There were a number of interesting comments. Let me respond to some of them--first noting that the absurd $100 rebate proposal is dead. Congratulations to Congress.
One comment proposes a "Manhattan Project" to develop substitutes for fossil fuels. I am sympathetic in principle, because I am concerned both about global warming and about the instability of many foreign oil-exporting countries and the political leverage that these countries enjoy; for example, Iran's implied threat to reduce oil exports is probably a factor in the reluctance of China to support sanctions against Iran with respect to its nuclear program. But better than a government-planned and -funded project would be, in my opinion, heavy gasoline taxes. They would give private industry strong incentives to discover good substitutes and also means for reducing carbon-dioxide emissions and indeed removing carbon dioxide from the atmosphere. The Manhattan Project was necessarily a public project because of its scale and because of security concerns; in general, private enterprise is more successful at innovative projects than government is.
Several comments express an understandable concern with the impact of high gasoline prices (and taxes that would maintain those prices at high levels) on people of moderate financial means who are already committed to a long commute in a gas-guzzling car. One answer is to phase in higher gases gradually--say a 10 percent increase per year--which would give people time to adjust. Another answer is to make high gasoline taxes revenue-neutral, meaning that other taxes would be cut, and the cuts could be targeted on lower income groups (including higher earned-income credits for people whose incomes are so low that they pay no income tax).
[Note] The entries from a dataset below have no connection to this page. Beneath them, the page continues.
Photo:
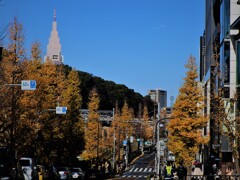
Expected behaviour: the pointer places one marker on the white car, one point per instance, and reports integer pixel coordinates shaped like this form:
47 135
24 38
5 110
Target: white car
64 172
77 173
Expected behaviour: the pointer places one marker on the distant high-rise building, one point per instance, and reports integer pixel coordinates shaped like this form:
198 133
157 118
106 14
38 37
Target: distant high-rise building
159 96
54 46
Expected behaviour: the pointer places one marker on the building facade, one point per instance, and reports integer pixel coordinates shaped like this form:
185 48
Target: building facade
158 96
54 46
220 70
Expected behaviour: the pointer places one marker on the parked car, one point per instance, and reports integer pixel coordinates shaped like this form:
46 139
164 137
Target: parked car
52 172
64 173
77 173
27 167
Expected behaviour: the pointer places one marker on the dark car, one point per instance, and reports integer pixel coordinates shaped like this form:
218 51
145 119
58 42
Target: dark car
64 173
51 172
77 173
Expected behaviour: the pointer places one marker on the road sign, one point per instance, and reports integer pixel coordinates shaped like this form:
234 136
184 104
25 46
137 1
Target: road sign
131 139
28 85
124 142
61 110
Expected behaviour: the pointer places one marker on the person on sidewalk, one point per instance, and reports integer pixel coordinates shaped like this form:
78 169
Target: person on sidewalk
168 171
181 172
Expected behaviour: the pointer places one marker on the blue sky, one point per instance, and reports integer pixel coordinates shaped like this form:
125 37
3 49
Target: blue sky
143 44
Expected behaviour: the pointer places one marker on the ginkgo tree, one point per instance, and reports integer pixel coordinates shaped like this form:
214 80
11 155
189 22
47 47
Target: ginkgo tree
185 129
92 131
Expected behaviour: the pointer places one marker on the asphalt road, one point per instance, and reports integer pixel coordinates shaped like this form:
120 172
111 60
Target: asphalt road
141 169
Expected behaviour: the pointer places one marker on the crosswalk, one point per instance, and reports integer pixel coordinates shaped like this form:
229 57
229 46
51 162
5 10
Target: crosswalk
135 169
138 172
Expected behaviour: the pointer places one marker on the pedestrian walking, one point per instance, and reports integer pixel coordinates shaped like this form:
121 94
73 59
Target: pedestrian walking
168 171
181 172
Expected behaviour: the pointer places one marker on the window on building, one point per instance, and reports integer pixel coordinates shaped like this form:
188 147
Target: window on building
225 18
55 56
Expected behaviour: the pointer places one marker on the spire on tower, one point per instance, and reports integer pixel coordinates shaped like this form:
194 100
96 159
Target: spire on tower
54 15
A number of comments question my contention that the American people cannot be "educated" to accept the need for high gasoline prices. I stand by my contention but emphasize that I was not meaning to suggest that people are dumb. There is such a thing as rational ignorance. It just does not pay most people to become well informed about how markets work. Perhaps this is a deficiency of our educational system; it is not a sign of stupidity. To put the point in economic terms, there are costs of becoming well informed, and especially about issues on which the individual's influence is very small the costs are likely to exceed the benefits. What makes economics a very interesting and challenging field is that many of its findings are counterintuitive. Naturally people not steeped in a subject reject counterintuitive assertions. That is a rational reaction.
Two comments require me to qualify economic assertions made in my posting. One comment points out correctly that requiring that cars be more fuel-efficient does not necessarily eliminate the incentive to take other measures of fuel conservation, such as switching to public transportation. However, most people need to have a car even if they would be willing to commute via bus or train. If forced to buy a fuel-efficient car, they may decide they might as well commute by car (since gasoline is cheaper for them by virtue of the greater fuel efficiency), though left to their own devices they might have preferred to drive less and substitute public transportation.
Second, it was correctly pointed out that heavy gasoline taxes will reduce the incomes primarily of those countries that have high production costs. That is, as prices rise, reducing demand, the first production to be withdrawn from the market will be the costliest, and that may be domestic production, North Sea production, and other "friendly" production, rather than production from Saudi Arabia or Iran, which have low costs of production.
Finally, with respect to the oil companies' "obscene" profits. I do not thnk excess-profits taxes are sensible. But in any event, anyone inclined to impose such taxes should note two things: most profits of U.S. oil companies are actually earned abroad, rather than from sales to people in the United States; and the income taxes paid by the oil companies rise with increases in their profits.